De volta à pastelaria que Ferreira Chaves nos deu
Com
tudo a que isso dá direito e ainda mais. Fomos espreitar a nova
versão e ao que parece corre tudo muito bem, porque nem tivemos onde
nos sentar.
CLÁUDIA SOBRAL
(TEXTO) E DIANA TINOCO (FOTOGRAFIAS)
09/12/2015 21:54 /
Jornal i online
É início de tarde
quando chegamos à Mexicana e já não temos lugar para nos
sentarmos, pelo menos na esplanada. Lá dentro está ainda mais
difícil, num vai e vem frenético de empregados que equilibram cafés
e fatias de bolo-rei que não vão parar ao chão nem sabemos como. A
Mexicana tinha fechado, pois tinha, mas agora só queremos boas
notícias. E boas notícias vamos ter.
A pastelaria, que
foi um marco na arquitectura moderna em Portugal, reabriu há cinco
dias, mesmo a tempo do Natal, numa renovação que Rogério Pereira,
que em Abril deste ano comprou a casa ainda a funcionar aos herdeiros
dos fundadores, quis que fosse um regresso ao passado. Ao passado da
Mexicana que viu pela primeira vez tinha os seus 16 anos, algures em
1977 ou 78, quando começou a trabalhar numa outra casa ali perto.
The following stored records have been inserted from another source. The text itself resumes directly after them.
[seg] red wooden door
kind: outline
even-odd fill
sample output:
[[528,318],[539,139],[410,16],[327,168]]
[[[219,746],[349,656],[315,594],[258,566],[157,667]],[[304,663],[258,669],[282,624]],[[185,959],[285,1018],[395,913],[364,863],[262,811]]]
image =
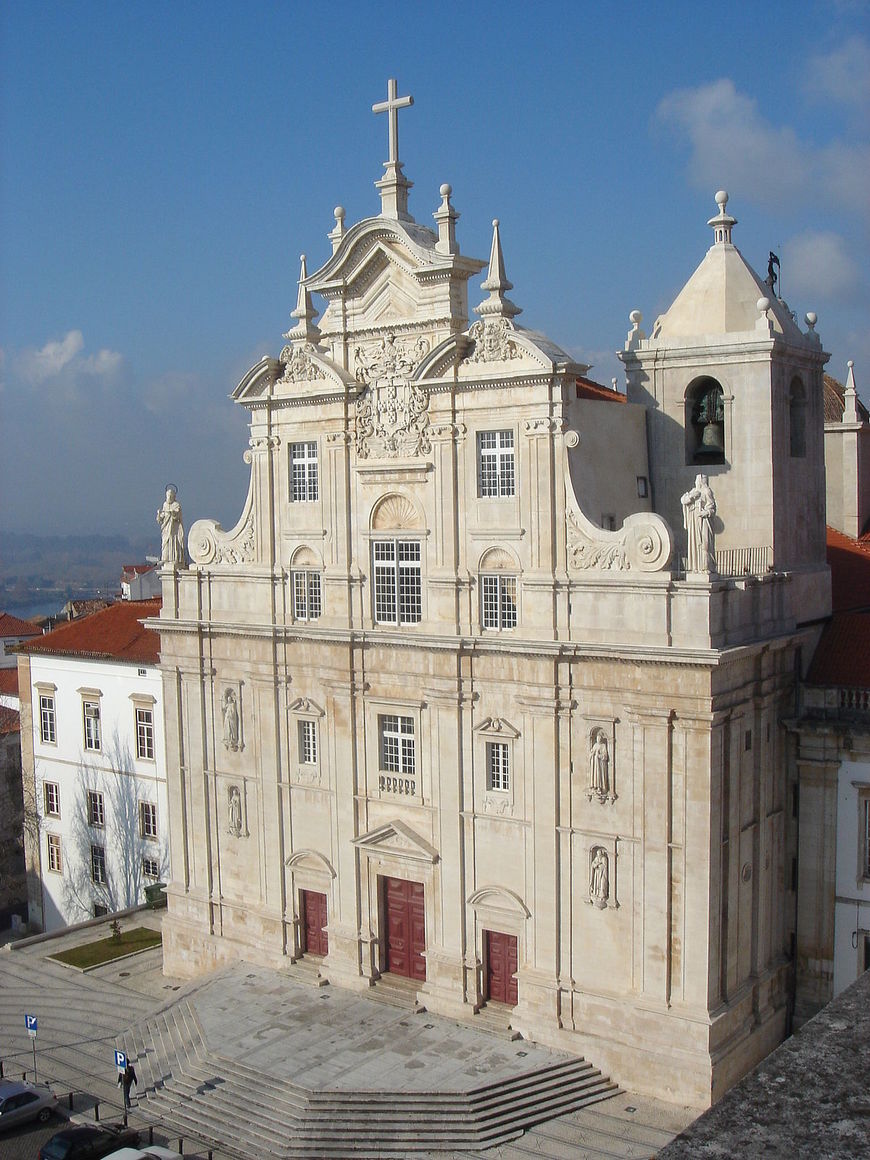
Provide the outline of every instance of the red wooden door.
[[302,940],[303,950],[310,955],[325,955],[329,950],[326,926],[326,895],[315,890],[303,890]]
[[484,931],[486,997],[496,1003],[517,1003],[517,940],[512,934]]
[[384,878],[387,970],[407,979],[426,979],[426,918],[422,882]]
“Chegar à Mexicana é chegar a um pódio e é uma coisa de que me
orgulho”, diz ele que veio da província para a capital tinha 12
anos. “É o meu maior gosto, o meu prazer, devolver a Mexicana, que
estava em baixo, à cidade de Lisboa, uma Lisboa que eu amo.”
Fundada em 1946
pelos empresários da construção civil José Vicente e Adelino
Antunes e por Augusto Godinho e Manuel Penteado, a Mexicana foi nos
primeiros tempos ponto de encontro de artistas do surrealismo e
neorealismo português, além de vários arquitectos como Jorge
Ferreira Chaves, que tinha o seu atelier ali perto e que viria a
fazer o projecto de reconversão da Mexicana, hoje considerada uma
marca no movimento da arquitectura moderna em Portugal. Foi em 1962.
Era a época em que
ali trabalhavam - prepare-se quem acha que reabrir uma casa em 2015
com 25 empregados é muito - 117 pessoas. Sim, 117. “Nessa altura
este movimento que está agora era o movimento que tínhamos desde
que abríamos, às oito, até às duas da manhã”, conta o
empregado ao balcão do bolo-rei, logo à entrada.
Luís chegou em
1974. Eram tempos pós-revolucionários e ele, acabadinho de chegar
da Guiné, onde combateu, foi recomendado por uns amigos que lá
trabalhavam aos patrões, que o chamaram, e ficou até hoje, já lá
vão 41 anos.
Esses eram também
os tempos em que nem qualquer um entrava nesta casa, “frequentada
por gente com muito dinheiro”, conta ele que tem a honra de ser um
dos empregados mais antigos da casa e de ter tido sempre a
responsabilidade de substituir os falecidos patrões quando eles não
estavam. “Os que tinham pouco dinheiro até tinham vergonha de
entrar na Mexicana.” Hoje qualquer um entra aqui, claro está, que
isto é 2015, mas não passam despercebidas as senhoras que se
passeiam em frente aos balcões nos seus penteados impecáveis e
casacos de vison, como se continuássemos em 1965.
Mas nem só estas
senhoras sobram dos velhos tempos. Na verdade, dos velhos tempos
sobra quase tudo e o que Rogério Pereira quis fazer nesta nova vida
da Mexicana foi juntamente manter o que havia e recuperar também o
que se tinha perdido da emblemática pastelaria da Guerra Junqueiro,
um projecto do arquitecto Jorge Ferreira Chaves de 1962, que levou a
pastelaria a ser classificada, com o seu património artístico, como
monumento de interesse público, devido “ao génio do respectivo
criador, ao seu valor estético, técnico e material intrínseco, à
sua concepção arquitectónica e urbanística, e à sua extensão e
ao que nela se reflecte o ponto de vista da memória colectiva”.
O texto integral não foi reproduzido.